Finite State Machines-Based Path-Following Collaborative Computing Strategy for Emergency UAV Swarms

TL;DR

This paper introduces a finite state machine-based strategy for optimizing task offloading in emergency UAV swarms, effectively reducing delay in dynamic disaster environments.

Contribution

It proposes a novel EFSMSG model and a CSABPSO algorithm to improve task scheduling and minimize latency in UAV swarms during emergencies.

Findings

Reduces task processing delay significantly.

Effectively handles dynamic UAV environments.

Improves rescue operation efficiency.

Abstract

Offloading services to UAV swarms for delay-sensitive tasks in Emergency UAV Networks (EUN) can greatly enhance rescue efficiency.

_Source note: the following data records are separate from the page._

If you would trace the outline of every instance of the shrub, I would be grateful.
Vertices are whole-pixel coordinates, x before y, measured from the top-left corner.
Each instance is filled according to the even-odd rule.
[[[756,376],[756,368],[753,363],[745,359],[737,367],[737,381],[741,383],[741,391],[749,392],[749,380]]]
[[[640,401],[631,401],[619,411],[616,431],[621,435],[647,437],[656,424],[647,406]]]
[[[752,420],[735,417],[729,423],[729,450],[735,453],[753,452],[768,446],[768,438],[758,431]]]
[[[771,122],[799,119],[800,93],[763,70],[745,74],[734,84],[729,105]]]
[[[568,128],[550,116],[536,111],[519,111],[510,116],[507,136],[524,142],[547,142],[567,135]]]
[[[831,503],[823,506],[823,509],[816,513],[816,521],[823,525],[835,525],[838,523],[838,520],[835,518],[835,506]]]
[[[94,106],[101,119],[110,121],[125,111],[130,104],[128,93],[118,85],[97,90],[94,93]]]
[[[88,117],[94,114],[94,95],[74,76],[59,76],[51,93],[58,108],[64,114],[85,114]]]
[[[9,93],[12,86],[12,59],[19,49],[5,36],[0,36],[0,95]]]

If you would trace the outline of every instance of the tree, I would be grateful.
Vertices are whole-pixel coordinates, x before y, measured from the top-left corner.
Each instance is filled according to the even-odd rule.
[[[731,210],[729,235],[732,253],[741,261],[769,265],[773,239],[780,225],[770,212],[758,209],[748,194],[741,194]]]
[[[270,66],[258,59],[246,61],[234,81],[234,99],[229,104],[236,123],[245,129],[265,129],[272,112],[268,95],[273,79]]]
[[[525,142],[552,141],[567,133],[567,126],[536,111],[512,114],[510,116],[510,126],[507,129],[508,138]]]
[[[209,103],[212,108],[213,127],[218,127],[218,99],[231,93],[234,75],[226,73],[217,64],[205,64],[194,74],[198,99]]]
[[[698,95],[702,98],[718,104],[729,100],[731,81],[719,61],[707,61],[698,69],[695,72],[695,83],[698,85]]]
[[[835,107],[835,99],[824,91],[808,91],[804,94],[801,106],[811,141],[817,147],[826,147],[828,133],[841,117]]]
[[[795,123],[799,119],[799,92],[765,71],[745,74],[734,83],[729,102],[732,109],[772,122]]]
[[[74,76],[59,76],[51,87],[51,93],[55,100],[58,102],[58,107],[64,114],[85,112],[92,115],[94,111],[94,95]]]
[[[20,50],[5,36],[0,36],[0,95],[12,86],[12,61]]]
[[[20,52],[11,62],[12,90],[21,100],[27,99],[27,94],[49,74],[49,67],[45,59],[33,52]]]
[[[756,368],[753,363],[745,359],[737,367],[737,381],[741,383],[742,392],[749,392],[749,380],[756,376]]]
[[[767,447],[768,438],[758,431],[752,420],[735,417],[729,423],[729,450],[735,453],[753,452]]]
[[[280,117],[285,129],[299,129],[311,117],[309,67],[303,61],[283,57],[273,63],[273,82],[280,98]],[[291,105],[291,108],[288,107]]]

Most task-offloading strategies assumed that UAVs were location-fixed and capable of handling all tasks. However, in complex disaster environments, UAV locations often change dynamically, and the heterogeneity of on-board resources presents a significant challenge in optimizing task scheduling in EUN to minimize latency. To address these problems, a Finite state machines-based Path-following Collaborative computation strategy (FPC) for emergency UAV swarms is proposed. First, an Extended Finite State Machine Space-time Graph (EFSMSG) model is constructed to accurately characterize on-board resources and state transitions while shielding the EUN dynamic characteristic. Based on the EFSMSG, a mathematical model is formulated for the FPC strategy to minimize task processing delay while facilitating computation during transmission. Finally, the Constraint Selection Adaptive Binary Particle Swarm Optimization (CSABPSO) algorithm is proposed for the solution. Simulation results demonstrate that the proposed FPC strategy effectively reduces task processing delay, meeting the requirements of delay-sensitive tasks in emergency situations.